Mets Fandom: There Will Be Sun

The Star-Ledger-US PRESSWIRE

It's not easy to be a Mets fan right now, but glory will be that much sweeter for the pain.

How glorious a greeting the sun gives the mountains! ~John Muir

I have a cold right now. I'm about ten days in, too. Just one of those lingering colds that's continued to keep me in a funk as I tear through box after box of tissues. It's okay, I'll be done with it soon.

My friends in Jersey City have it worse than I do. Their street is having a harder time getting power than many, and though the city is now slowly turning the lights back on, they're hoping to do the same by next week some time. The flood waters stopped a foot short of their doorstep, but they lost belongings to the gasoline-and-oil-and-sea-water combination that destroyed the basement. Gas might come on today, they hope. I've been reduced to cheer-leading and donating, but it's okay, they'll be done with it soon.

Many have lost their homes around the tri-state area. Now the snow is threatening to combine with power outages to add to our losses. You can't say 'it's okay' to those that have lost homes and loved ones, but you can say that there will be a tomorrow. There will be better days.

Set against this backdrop, the Mets are only my common cold. They're producing aches and pains right now -- Lucas Duda, one of the few outfielders on the Mets roster that has power upside with the bat, just broke his wrist moving furniture, the budget looks like it might produce a Scott Hairston and Bobby Jenks signing at best, and the Nationals and Braves look like they have competitive, young, sustainable rosters in place. The Mets have settled into another valley and are once again the butt of jokes. Pity is in the eyes of their competitors. Blood is in the financial water.

It doesn't look good.

But the cliche is true: No pain, no gain. The No Fear shirts may sound silly and trite, but two-plus years in California have taught me this: when 60 degrees becomes a cold day, you don't get as much energy out of a sunny day. And right now is a Mets' fan's Nor'easter Moment, which is dovetailing with the weather outside.
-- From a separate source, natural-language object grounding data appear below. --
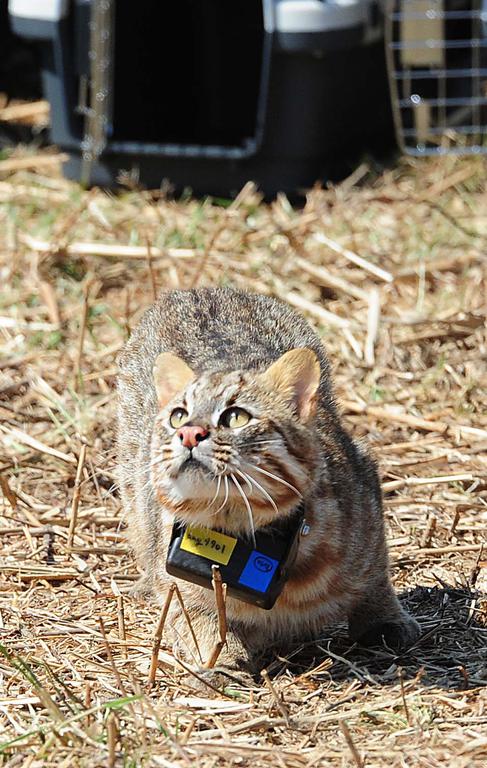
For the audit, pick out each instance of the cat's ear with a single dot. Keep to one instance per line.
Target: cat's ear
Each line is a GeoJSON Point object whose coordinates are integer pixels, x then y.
{"type": "Point", "coordinates": [171, 375]}
{"type": "Point", "coordinates": [296, 376]}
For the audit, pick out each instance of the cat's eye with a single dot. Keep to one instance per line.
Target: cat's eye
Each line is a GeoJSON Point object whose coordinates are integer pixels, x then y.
{"type": "Point", "coordinates": [234, 418]}
{"type": "Point", "coordinates": [178, 417]}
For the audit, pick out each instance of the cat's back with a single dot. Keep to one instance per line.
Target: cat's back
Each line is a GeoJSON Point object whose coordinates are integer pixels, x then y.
{"type": "Point", "coordinates": [218, 329]}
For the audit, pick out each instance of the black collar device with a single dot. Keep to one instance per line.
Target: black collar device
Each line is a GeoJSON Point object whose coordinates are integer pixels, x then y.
{"type": "Point", "coordinates": [255, 574]}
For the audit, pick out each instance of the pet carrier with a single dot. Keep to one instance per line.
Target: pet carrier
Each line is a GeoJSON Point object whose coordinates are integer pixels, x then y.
{"type": "Point", "coordinates": [211, 93]}
{"type": "Point", "coordinates": [437, 62]}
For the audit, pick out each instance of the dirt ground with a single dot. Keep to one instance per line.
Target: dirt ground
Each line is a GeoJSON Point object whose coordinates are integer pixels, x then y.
{"type": "Point", "coordinates": [392, 271]}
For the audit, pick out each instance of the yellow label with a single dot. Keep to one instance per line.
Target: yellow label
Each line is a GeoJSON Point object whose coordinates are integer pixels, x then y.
{"type": "Point", "coordinates": [210, 544]}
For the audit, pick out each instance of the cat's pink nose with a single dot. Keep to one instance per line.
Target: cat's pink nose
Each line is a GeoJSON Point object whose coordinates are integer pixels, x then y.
{"type": "Point", "coordinates": [191, 436]}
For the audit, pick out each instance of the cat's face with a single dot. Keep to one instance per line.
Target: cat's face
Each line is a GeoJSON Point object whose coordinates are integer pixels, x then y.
{"type": "Point", "coordinates": [238, 447]}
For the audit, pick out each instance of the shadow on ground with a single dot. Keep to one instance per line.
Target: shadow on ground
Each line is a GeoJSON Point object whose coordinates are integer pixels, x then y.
{"type": "Point", "coordinates": [451, 653]}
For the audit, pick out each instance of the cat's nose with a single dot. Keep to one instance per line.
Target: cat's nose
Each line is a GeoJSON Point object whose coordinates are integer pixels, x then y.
{"type": "Point", "coordinates": [190, 436]}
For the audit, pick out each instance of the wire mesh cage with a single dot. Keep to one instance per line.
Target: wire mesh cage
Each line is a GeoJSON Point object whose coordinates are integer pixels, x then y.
{"type": "Point", "coordinates": [437, 64]}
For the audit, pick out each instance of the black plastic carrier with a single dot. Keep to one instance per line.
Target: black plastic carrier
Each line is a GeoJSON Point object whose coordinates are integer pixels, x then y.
{"type": "Point", "coordinates": [211, 93]}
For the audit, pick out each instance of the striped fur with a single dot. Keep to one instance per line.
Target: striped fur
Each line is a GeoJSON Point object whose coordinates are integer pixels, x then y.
{"type": "Point", "coordinates": [227, 344]}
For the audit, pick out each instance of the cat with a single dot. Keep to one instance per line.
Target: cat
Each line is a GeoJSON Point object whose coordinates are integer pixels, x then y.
{"type": "Point", "coordinates": [227, 420]}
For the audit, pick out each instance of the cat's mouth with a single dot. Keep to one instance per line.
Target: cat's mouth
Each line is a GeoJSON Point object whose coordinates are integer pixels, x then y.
{"type": "Point", "coordinates": [192, 464]}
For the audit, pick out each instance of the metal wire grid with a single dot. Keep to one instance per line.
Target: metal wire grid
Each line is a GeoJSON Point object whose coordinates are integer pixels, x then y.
{"type": "Point", "coordinates": [437, 63]}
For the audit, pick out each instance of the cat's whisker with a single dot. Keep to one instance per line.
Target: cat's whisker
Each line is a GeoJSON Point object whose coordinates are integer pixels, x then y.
{"type": "Point", "coordinates": [263, 491]}
{"type": "Point", "coordinates": [218, 485]}
{"type": "Point", "coordinates": [247, 504]}
{"type": "Point", "coordinates": [275, 477]}
{"type": "Point", "coordinates": [226, 496]}
{"type": "Point", "coordinates": [245, 477]}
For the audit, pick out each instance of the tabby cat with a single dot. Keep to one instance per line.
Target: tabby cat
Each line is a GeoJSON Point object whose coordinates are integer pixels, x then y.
{"type": "Point", "coordinates": [227, 420]}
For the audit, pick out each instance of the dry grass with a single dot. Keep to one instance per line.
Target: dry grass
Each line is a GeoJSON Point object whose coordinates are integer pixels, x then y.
{"type": "Point", "coordinates": [393, 275]}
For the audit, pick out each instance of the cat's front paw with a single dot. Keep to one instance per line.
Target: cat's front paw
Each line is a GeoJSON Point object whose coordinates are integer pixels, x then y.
{"type": "Point", "coordinates": [220, 677]}
{"type": "Point", "coordinates": [398, 634]}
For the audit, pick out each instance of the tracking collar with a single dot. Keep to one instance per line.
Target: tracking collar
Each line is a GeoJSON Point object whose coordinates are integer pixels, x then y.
{"type": "Point", "coordinates": [254, 574]}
You know that first spring day when everyone gets exuberant and wears a touch less clothing than they should? When everyone smiles through their commute, Hell's Kitchen's sidewalk bars are teeming with noise, and Sheep's Meadow is the hoppingest party in town? That first day when you don't need to spend a half hour putting weather gear on the kids before you can leave the house? The first game of catch, the the first pickup outdoor ball, that first warm game? The glorious greeting of the sun on the mountains?

That day is coming.

You can actually see it on the roster now. Matt Harvey blows guys away and has the slider and curve to be a complete pitcher even in the face of inconsistent control. Zack Wheeler is coming with his own devastating stuff and iffy control. Jonathon Niese can play the role of a number three in a strong staff -- cutting and curving his way to better than league-average numbers no matter his batted ball luck. Johan Santana might have just enough in him to bring something useful back, or contribute in a year where everything breaks right. Dillon Gee can fill out some innings without embarrassing anyone.

The secondary group of pitching prospects may not excite national rankings systems, but there's talent there. Even with their flaws, pitchers like Jenrry Mejia and Jeurys Familia could be great relievers if they don't make it as starters. And while the bullpen looks bad now, building up starting rotation prospect depth eventually turns into a strong bullpen. Just look at all the former, failed starters that are bullpen aces across the league.

The offense is hurting right now, and the major-league-ready prospects have their flaws. Jordany Valdespin and Kirk Nieuwenhuis (and maybe even Lucas Duda) might only be bench pieces on a first-division team. But the positional prospects in St. Lucie are starting to show promise. Brandon Nimmo still looks good. Wilmer Flores will eventually find a position, and he can hit.

The point is, you can see the sun through the clouds. The rotation is already a strength, and the farm system is improving. Team financials -- and therefore ownership -- cannot stay in limbo forever. And when the Mets start winning, it will be the first day of good weather. Other teams in similar situations but with longer track records of winning might look outside and say, eh, it's only 65, and go back inside.

Mets' fans? We'll be outside in tanktops playing handball, throwing a ball around, sitting, reading -- doing anything we can to remain in the sun.